I'm a tech and art geek and have been doing software interface, interaction, information and identity design since the mid 90's. My co-founder Jennifer Johnson has deep experience in finance, and John Morris, our lead developer, has been building Mac and iOS apps for many years.
What can someone hope to gain from using your app over a financial newspaper or website?
StockTouch enables you to sense the pulse of the market in real time. You can instantly see what sectors are up and down relative to each other and relative to the S&P 500. You can quickly spot outliers - companies that are outperforming or under-performing the overall market. And you can zoom in and get news about a specific company instantly. In this sense the app is also a really powerful news browser.
What's your favorite aspect or feature of StockTouch?
I love the feature that arranges the view by Winners to see a clear, organized pattern of the companies that have done the best, and worst, over a given time period.
The touchscreen, 9-square grid is beautifully designed, was that done more for visual effects or ease of use?
Each quadrant in our 3x3 grid contains the 100 largest companies in each of the nine key industry sectors. We've organized the layout of the sectors to reflect different layers of the economy - Services, Consumer Goods and Healthcare are in the top row, Energy, Tech and Financial in the middle row, and Industrial Goods, Materials and Utilities, the underpinnings of raw materials and power, are at the bottom. We believe a symmetrical layout helps your brain create a more easily navigable map, and also gives a sense of the interplay that happens between sectors.
How has your entrepreneurial journey progressed since starting StockTouch?

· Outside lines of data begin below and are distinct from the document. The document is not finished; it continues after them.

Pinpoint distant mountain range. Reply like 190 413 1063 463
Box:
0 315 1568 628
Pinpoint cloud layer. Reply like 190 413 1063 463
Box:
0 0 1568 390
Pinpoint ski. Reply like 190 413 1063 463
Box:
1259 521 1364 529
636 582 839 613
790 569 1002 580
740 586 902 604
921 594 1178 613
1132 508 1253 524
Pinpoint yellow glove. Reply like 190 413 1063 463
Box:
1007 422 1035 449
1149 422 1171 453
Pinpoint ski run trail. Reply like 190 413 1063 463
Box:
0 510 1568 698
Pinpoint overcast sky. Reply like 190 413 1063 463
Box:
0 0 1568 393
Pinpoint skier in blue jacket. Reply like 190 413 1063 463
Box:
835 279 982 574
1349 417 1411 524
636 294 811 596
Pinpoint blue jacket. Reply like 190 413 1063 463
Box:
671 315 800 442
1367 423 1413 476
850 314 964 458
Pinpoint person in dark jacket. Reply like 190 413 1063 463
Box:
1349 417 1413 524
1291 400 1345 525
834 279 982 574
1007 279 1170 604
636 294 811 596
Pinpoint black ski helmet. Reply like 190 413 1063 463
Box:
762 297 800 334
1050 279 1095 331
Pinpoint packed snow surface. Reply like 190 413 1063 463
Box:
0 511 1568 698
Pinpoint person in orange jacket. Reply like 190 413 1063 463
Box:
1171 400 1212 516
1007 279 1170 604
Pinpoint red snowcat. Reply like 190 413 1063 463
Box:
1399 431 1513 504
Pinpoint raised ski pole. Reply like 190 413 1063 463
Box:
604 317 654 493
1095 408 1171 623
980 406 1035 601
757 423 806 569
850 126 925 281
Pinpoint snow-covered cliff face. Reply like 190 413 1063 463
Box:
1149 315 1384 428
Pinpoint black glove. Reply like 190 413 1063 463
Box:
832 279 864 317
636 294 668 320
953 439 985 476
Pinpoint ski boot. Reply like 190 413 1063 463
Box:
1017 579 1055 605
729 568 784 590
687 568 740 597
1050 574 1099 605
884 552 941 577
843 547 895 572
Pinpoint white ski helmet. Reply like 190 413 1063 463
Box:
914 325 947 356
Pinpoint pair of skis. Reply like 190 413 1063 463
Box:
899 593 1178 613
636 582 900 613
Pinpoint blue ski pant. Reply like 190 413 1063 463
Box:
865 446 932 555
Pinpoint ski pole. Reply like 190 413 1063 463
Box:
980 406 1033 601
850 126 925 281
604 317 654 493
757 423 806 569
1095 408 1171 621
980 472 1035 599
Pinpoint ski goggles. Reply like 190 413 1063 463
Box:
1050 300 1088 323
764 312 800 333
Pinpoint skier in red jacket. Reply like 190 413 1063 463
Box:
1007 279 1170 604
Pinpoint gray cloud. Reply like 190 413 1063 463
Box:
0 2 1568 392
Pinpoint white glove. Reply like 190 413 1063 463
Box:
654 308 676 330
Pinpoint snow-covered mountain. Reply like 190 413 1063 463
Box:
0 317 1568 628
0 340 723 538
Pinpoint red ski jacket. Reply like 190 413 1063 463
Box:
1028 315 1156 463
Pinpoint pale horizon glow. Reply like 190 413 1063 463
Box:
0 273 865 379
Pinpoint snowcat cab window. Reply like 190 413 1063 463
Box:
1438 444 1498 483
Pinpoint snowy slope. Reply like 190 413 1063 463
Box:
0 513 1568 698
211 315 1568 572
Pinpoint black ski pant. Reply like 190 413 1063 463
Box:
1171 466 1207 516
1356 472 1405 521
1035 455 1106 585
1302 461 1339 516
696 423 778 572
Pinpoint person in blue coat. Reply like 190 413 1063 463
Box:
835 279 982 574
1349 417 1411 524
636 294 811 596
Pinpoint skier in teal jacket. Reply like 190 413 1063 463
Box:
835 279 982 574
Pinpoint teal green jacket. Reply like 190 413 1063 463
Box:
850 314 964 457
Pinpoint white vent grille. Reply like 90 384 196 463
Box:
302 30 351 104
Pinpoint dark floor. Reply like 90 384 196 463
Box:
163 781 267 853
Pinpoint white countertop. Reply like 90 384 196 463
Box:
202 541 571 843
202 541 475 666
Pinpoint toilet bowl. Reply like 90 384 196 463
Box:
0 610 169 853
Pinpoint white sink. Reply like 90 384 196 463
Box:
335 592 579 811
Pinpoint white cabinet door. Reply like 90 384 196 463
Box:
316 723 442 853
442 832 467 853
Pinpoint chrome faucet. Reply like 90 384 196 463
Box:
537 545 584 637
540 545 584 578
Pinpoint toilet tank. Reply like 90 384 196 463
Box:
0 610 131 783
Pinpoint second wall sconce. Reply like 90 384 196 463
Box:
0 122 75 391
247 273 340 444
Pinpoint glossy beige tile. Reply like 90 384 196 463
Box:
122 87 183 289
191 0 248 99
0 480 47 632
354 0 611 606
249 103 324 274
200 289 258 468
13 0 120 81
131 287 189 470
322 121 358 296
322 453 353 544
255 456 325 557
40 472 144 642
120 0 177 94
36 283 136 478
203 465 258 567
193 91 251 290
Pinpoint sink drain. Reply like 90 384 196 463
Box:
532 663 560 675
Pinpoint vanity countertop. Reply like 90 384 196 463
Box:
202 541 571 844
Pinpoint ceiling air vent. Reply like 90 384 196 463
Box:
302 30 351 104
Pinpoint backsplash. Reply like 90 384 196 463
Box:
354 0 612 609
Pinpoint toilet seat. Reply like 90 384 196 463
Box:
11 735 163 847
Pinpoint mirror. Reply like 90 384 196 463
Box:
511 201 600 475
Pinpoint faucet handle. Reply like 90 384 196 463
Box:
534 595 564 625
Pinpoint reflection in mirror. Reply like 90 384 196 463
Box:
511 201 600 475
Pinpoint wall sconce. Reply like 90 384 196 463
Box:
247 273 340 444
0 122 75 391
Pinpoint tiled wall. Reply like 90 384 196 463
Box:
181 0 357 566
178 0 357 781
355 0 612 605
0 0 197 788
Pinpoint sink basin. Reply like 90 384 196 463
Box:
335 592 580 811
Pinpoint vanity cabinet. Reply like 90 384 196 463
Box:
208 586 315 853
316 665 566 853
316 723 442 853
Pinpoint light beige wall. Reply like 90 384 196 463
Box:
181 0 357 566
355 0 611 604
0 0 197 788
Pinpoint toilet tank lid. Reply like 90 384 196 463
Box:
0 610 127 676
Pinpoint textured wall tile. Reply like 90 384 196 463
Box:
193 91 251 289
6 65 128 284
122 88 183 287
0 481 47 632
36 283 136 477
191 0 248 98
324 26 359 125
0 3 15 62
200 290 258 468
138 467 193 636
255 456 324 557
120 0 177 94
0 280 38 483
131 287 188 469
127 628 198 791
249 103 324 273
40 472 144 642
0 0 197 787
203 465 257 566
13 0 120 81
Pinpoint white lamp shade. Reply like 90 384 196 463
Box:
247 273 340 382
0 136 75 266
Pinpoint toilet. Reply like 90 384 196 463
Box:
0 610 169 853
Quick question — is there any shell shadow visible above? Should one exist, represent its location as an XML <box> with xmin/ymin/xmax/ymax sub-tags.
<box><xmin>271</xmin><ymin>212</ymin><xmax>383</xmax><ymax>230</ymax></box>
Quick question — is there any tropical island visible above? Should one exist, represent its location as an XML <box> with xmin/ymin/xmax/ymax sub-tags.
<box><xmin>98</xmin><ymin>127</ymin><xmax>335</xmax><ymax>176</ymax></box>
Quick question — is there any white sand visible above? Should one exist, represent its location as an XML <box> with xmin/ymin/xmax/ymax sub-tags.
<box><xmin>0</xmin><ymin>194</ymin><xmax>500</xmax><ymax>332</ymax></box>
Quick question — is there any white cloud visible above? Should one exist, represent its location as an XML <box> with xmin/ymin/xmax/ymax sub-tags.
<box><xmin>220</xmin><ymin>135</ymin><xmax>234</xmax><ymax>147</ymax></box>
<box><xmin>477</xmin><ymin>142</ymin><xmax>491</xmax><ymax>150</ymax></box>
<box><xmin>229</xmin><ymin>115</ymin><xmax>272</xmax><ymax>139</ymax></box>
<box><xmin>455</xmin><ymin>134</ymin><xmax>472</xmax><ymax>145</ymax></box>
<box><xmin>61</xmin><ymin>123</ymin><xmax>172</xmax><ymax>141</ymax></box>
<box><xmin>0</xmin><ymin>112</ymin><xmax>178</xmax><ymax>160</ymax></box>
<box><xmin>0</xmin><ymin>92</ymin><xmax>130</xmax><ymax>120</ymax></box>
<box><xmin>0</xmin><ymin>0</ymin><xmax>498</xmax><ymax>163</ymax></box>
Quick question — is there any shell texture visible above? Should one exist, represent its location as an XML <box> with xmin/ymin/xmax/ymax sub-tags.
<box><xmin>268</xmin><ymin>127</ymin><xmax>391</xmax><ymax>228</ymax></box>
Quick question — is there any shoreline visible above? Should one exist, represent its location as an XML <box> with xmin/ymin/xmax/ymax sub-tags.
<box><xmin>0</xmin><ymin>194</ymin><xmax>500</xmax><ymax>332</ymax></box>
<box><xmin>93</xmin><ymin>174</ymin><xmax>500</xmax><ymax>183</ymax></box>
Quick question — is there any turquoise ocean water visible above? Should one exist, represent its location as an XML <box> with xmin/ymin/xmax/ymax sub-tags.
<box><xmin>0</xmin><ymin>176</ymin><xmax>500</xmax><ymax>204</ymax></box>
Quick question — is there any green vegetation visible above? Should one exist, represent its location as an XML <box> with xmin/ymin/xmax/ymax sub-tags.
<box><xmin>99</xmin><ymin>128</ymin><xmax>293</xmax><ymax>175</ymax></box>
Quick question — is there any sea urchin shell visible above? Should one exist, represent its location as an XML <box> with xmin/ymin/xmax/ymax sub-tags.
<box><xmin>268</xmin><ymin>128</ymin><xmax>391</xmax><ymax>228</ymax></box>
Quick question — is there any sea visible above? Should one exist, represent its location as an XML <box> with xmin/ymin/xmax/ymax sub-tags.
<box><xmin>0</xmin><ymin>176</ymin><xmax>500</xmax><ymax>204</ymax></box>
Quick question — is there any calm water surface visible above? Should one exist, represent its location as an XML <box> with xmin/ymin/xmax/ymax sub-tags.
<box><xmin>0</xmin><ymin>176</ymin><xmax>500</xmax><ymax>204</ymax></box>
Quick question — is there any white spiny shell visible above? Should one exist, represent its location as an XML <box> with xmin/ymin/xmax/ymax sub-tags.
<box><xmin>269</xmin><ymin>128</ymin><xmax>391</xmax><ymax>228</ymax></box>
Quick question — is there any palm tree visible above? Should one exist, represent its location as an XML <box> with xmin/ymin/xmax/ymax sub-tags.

I've worked with lots of startups over the years, but it's been a while since I jumped on board as a co-founder and early employee. The days are long and varied and sometimes very stressful, but it's also a huge boost to know that people really enjoy our product and get real value out of it. Our hope is that StockTouch is one of many really cool products that we produce in the coming months and years.
Is this your first entrepreneurial venture?
I worked as an early employee at a startup called Guru.com in the late 90's, have started a few small websites on my own, and consulted with lots of startups.
What advice would you give anyone looking to make a similar venture?
Focus on your product and your product-market fit. If you can get that working, you will be able to find collaborators to help you build a business. Make sure your early team has a balance of people with a common vision but not too many overlapping skills (the classic designer, hacker, hustler trio is a good place to start). Be honest and talk about the good stuff and the bad. Have as much fun as possible, as the process is more important than the end result (but still kick butt!).